Eshâb-ı kirâmı aşağılamak nasıl câiz olur ki, onlar dîn-i islâmı yükseltmek ve Resûlullaha “sallallahü aleyhi ve sellem” yardım etmek için, insan gücünün üstünde çalışmışlar, din uğrunda gecelerini, gündüzlerine katmışlardır. Mallarını Allahü teâlâ yolunda fedâ etdiler. Akrabâlarını, âilelerini, çocuklarını, vatanlarını, evlerini, akarsularını, tarlalarını, ağaçlarını Resûlullahın “sallallahü aleyhi ve sellem” sevgisi yolunda terk etdiler. Onun mubârek vücûdünü kendi vücûdlerine ve Onun sevgisini, mallarının ve evlâdlarının sevgisine tercîh ve takdîm etdiler. Bunlar, onlardır ki, sohbet, ya’nî arkadaşlık şerefine nâil ve o sohbetde, başkalarına nasîb olmıyan bereketlere ve derecelere mâlik oldular.
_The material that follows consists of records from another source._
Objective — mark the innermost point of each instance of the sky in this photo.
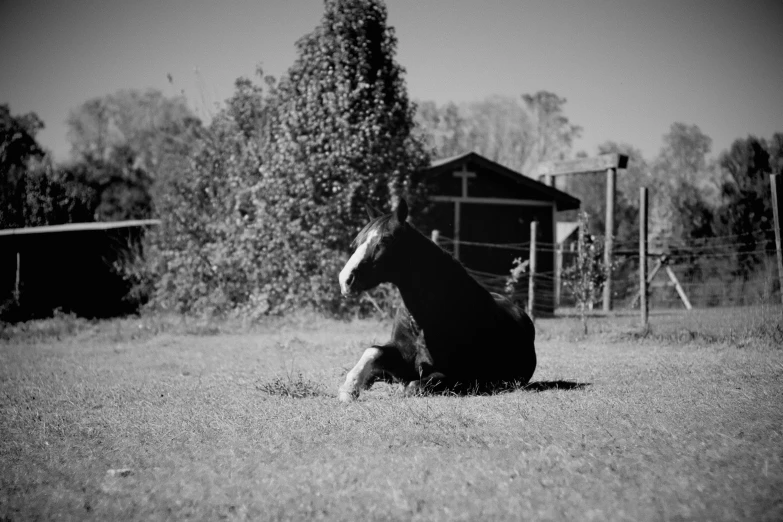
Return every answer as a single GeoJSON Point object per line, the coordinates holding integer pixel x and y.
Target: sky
{"type": "Point", "coordinates": [628, 68]}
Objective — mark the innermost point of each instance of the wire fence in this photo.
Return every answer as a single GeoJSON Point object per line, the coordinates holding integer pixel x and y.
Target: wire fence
{"type": "Point", "coordinates": [730, 270]}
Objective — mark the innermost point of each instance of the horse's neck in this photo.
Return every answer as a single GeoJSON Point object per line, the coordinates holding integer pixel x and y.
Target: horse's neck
{"type": "Point", "coordinates": [428, 283]}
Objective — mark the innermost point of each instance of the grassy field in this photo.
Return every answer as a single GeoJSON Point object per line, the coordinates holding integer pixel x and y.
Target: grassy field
{"type": "Point", "coordinates": [156, 419]}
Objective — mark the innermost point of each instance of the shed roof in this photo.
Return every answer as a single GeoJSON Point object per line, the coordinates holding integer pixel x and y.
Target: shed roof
{"type": "Point", "coordinates": [79, 227]}
{"type": "Point", "coordinates": [562, 200]}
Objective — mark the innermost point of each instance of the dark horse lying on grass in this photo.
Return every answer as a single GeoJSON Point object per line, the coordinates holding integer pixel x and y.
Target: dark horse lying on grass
{"type": "Point", "coordinates": [452, 334]}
Bunlar onlardır ki, vahyi, ya’nî Kur’ân-ı kerîmin inmesini görmek ve Cebrâîl “aleyhisselâm” ile berâber oturmak şerefine kavuşdular. Mu’cizelere, hârikalara şâhid oldular. Başkalarına işitmek nasîb olan ni’metleri ve ilmleri gördüler. Onlardan sonra kimseye verilmiyen kalb temizliği, rûh olgunluğu, onlara verildi. Başkaları dağ kadar altun sadaka verse, onların bir avuç arpa sadakası sevâbına, hattâ yarısına yetişemez. Allahü teâlâ, onları Kur’ân-ı kerîmde medh ederek, (Onlardan râzıyım, onlar da benden râzıdır) buyurdu.